Desse quadro, temos a denominada figura da subordinação estrutural, da qual me filio, caracterizada pelo fato de o empregado estar estruturalmente vinculado à dinâmica operacional da plataforma, incorporando a cultura cotidiana empresarial ao longo da prestação de serviços.
 
Inconteste, portanto, a necessidade da releitura dos artigos 2º e 3º da CLT diante da nova realidade do mundo do labor humano, além de compreender o teor do art. 6º, parágrafo 1º da CLT que, inegavelmente, ganha relevo na atual conjuntura por possibilitar a caracterização da subordinação jurídica fora do estabelecimento do empregador, diga-se, através dos meios telemáticos e informatizados de comando, controle e supervisão.
 
Ademais, perfeitamente compreensível e aceitável o entendimento daqueles que reconhecem a relação de emprego entre motoristas de aplicativos e plataformas digitais valendo-se do conceito clássico da subordinação (subordinação objetiva), uma vez que o trabalhador, de fato, não controla os meios da própria produção, pois não determina o preço da corrida e nem mesmo o percentual de repasse. Importante salientar, ainda, que a flexibilidade de horários de trabalho também não impede a caracterização da habitualidade da prestação de serviços, outro requisito legal para o reconhecimento da relação empregatícia.
 
Porém, o entendimento em relação ao reconhecimento do vínculo empregatício entre os trabalhadores e trabalhadoras de aplicativos e as plataformas digitais não é pacífico no TST - Tribunal Superior do Trabalho. A divergência de entendimentos entre as Turmas da Corte Superior Trabalhista, a propósito, será definida pela SDI-I (Seção de Dissídios Individuais), que uniformizará a matéria.
 
Em uma primeira conclusão, o Direito do Trabalho, por certo, necessita urgentemente responder a esta nova realidade e, assim, afastar a insegurança jurídica que atinge os inúmeros trabalhadores e trabalhadoras no mercado de trabalho. Ora, como garantir as condições de trabalho mínimas diante de jornadas extenuantes, remunerações injustas e ausência de uma rede de proteção em caso de acidentes ou doenças? 
 
No plano do direito comparado, tem-se verificado a tendência do Poder Judiciário, tanto da Europa, como dos EUA, reconhecer a natureza trabalhista da relação entre prestadores e as empresas que exploram as plataformas digitais.
 
O Brasil, por outro lado, parece caminhar na contramão do combate à economia dos “bicos”, uma vez que nenhuma proposta aventa a configuração da relação de emprego. O Projeto de Lei 2842/2021, por exemplo, até prevê o recolhimento de contribuição para o INSS, mas a ser efetuado pelo próprio trabalhador, como contribuinte individual, lamentavelmente. Decerto, somente a regulamentação dessa categoria, como percebe-se, não é suficiente a afastar a informalidade dessa categoria de trabalhadores, e tampouco garantir os direitos trabalhistas mínimos, previstos na Constituição de 1988 (art. 7º).
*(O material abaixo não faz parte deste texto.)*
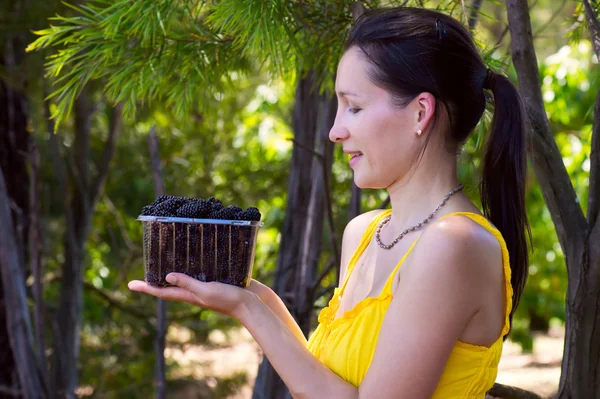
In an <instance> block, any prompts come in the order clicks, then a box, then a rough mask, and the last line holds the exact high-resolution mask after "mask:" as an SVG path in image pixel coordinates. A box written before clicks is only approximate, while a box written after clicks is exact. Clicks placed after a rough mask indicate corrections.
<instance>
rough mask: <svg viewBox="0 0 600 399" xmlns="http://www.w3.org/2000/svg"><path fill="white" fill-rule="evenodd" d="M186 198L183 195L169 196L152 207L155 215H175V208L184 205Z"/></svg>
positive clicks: (186, 201) (177, 207) (175, 208)
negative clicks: (183, 196)
mask: <svg viewBox="0 0 600 399" xmlns="http://www.w3.org/2000/svg"><path fill="white" fill-rule="evenodd" d="M186 202H187V199H185V198H183V197H174V198H170V199H168V200H166V201H164V202H162V203H160V204H158V205H157V206H156V207H155V208H154V215H155V216H177V210H178V209H179V207H181V206H182V205H184V204H185V203H186Z"/></svg>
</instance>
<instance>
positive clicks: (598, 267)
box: [506, 0, 600, 399]
mask: <svg viewBox="0 0 600 399" xmlns="http://www.w3.org/2000/svg"><path fill="white" fill-rule="evenodd" d="M506 6H507V16H508V21H509V28H510V33H511V39H512V40H511V47H512V53H513V62H514V65H515V69H516V71H517V76H518V79H519V86H520V92H521V95H522V97H523V101H524V105H525V109H526V110H527V112H528V114H529V117H530V133H531V140H532V144H533V145H532V148H533V167H534V171H535V174H536V177H537V179H538V182H539V184H540V187H541V189H542V194H543V196H544V200H545V201H546V204H547V206H548V209H549V210H550V214H551V215H552V219H553V221H554V225H555V226H556V231H557V234H558V239H559V242H560V244H561V247H562V249H563V252H564V254H565V260H566V264H567V273H568V278H569V282H568V288H567V304H566V313H567V317H566V335H565V349H564V356H563V362H562V374H561V379H560V387H559V392H558V397H559V398H575V399H578V398H581V399H587V398H596V397H598V395H599V394H600V363H599V362H600V335H599V334H598V333H597V331H598V327H600V248H598V242H600V223H598V217H597V204H598V201H599V198H598V182H597V180H598V179H597V178H596V177H595V176H596V175H595V173H596V172H595V171H594V174H592V175H591V176H590V190H589V192H590V199H589V203H590V204H591V206H590V207H589V210H588V213H589V214H588V220H586V218H585V216H584V215H583V211H582V209H581V206H580V205H579V201H578V199H577V196H576V194H575V190H574V189H573V186H572V184H571V181H570V179H569V175H568V174H567V172H566V169H565V166H564V164H563V162H562V158H561V155H560V152H559V150H558V147H557V145H556V142H555V140H554V137H553V136H552V132H551V130H550V125H549V122H548V118H547V117H546V113H545V111H544V104H543V101H542V93H541V87H540V80H539V75H538V69H537V60H536V57H535V49H534V46H533V38H532V34H531V23H530V20H529V13H528V8H527V2H525V1H519V0H507V2H506ZM597 101H598V99H597ZM599 106H600V105H599V104H598V102H597V104H596V110H595V115H594V131H593V135H592V154H591V160H592V165H591V167H592V170H594V168H597V167H598V166H599V165H598V162H597V161H598V154H599V151H600V150H599V148H598V146H599V139H598V135H599V133H598V130H599V126H598V118H599V117H600V109H599Z"/></svg>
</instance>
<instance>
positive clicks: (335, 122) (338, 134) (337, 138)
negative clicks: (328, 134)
mask: <svg viewBox="0 0 600 399" xmlns="http://www.w3.org/2000/svg"><path fill="white" fill-rule="evenodd" d="M348 137H350V132H349V131H348V129H346V128H345V127H344V126H341V125H340V124H339V123H338V120H337V118H336V120H335V122H333V126H332V127H331V130H330V131H329V140H331V141H333V142H334V143H339V142H341V141H344V140H346V139H347V138H348Z"/></svg>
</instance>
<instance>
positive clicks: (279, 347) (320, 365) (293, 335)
mask: <svg viewBox="0 0 600 399" xmlns="http://www.w3.org/2000/svg"><path fill="white" fill-rule="evenodd" d="M234 317H236V318H237V319H238V320H239V321H240V322H241V323H242V324H243V325H244V327H246V329H248V331H249V332H250V334H252V336H253V337H254V339H255V340H256V342H257V343H258V344H259V345H260V347H261V348H262V350H263V352H264V354H265V356H266V357H267V358H268V359H269V362H270V363H271V364H272V365H273V367H274V368H275V370H276V371H277V374H279V376H280V377H281V379H282V380H283V382H284V383H285V385H286V386H287V387H288V389H289V390H290V392H291V394H292V396H293V397H294V398H310V399H313V398H314V399H317V398H340V399H342V398H343V399H352V398H358V390H357V389H356V387H354V386H353V385H351V384H349V383H348V382H346V381H344V380H343V379H342V378H341V377H340V376H338V375H337V374H335V373H334V372H333V371H331V370H330V369H329V368H328V367H327V366H325V365H324V364H323V363H321V362H320V361H319V360H318V359H317V358H316V357H315V356H314V355H313V354H312V353H310V352H309V351H308V349H306V345H305V344H304V343H302V342H301V341H300V340H298V339H297V338H296V337H295V336H294V334H293V333H292V331H291V330H290V329H289V328H288V327H286V326H285V325H284V324H283V322H282V321H281V320H280V318H279V317H277V316H276V315H275V314H274V313H273V311H272V310H271V309H270V308H269V307H268V306H267V305H266V304H265V303H263V302H262V301H261V300H260V299H259V298H254V299H250V300H247V301H245V302H244V306H243V307H242V308H241V309H240V311H239V313H238V314H236V315H235V316H234Z"/></svg>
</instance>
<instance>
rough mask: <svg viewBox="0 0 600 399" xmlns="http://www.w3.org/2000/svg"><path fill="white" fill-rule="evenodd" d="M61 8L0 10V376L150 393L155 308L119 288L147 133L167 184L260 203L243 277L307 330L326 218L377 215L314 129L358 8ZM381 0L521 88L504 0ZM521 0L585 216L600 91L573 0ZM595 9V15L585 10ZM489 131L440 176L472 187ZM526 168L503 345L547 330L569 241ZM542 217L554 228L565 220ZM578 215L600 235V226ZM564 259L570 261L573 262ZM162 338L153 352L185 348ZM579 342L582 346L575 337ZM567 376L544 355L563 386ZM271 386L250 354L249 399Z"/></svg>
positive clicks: (328, 284) (220, 389)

A informalidade no mercado digital apenas interessa ao capital/lucro e, seguramente, estimula a precarização do trabalho e, como consequência, intensifica a desigualdade social. 
 
Em que pese posicionamentos em sentido contrário, diante da ausência de uma legislação específica e analisando-se cada caso concreto, perfeitamente viável o reconhecimento do vínculo de emprego do trabalhador que ativa-se por meio dos aplicativos de plataformas digitais, sendo certo que qualquer renúncia ou eliminação dos mínimos direitos trabalhistas, representaria um incômodo retrocesso histórico.
 
Paulo Leandro O. de Freitas, OAB/SP 190.482. Advogado especialista em Direito e Processo do Trabalho pela PUC/SP. Diretor Jurídico do escritório CJA Advogados Associados.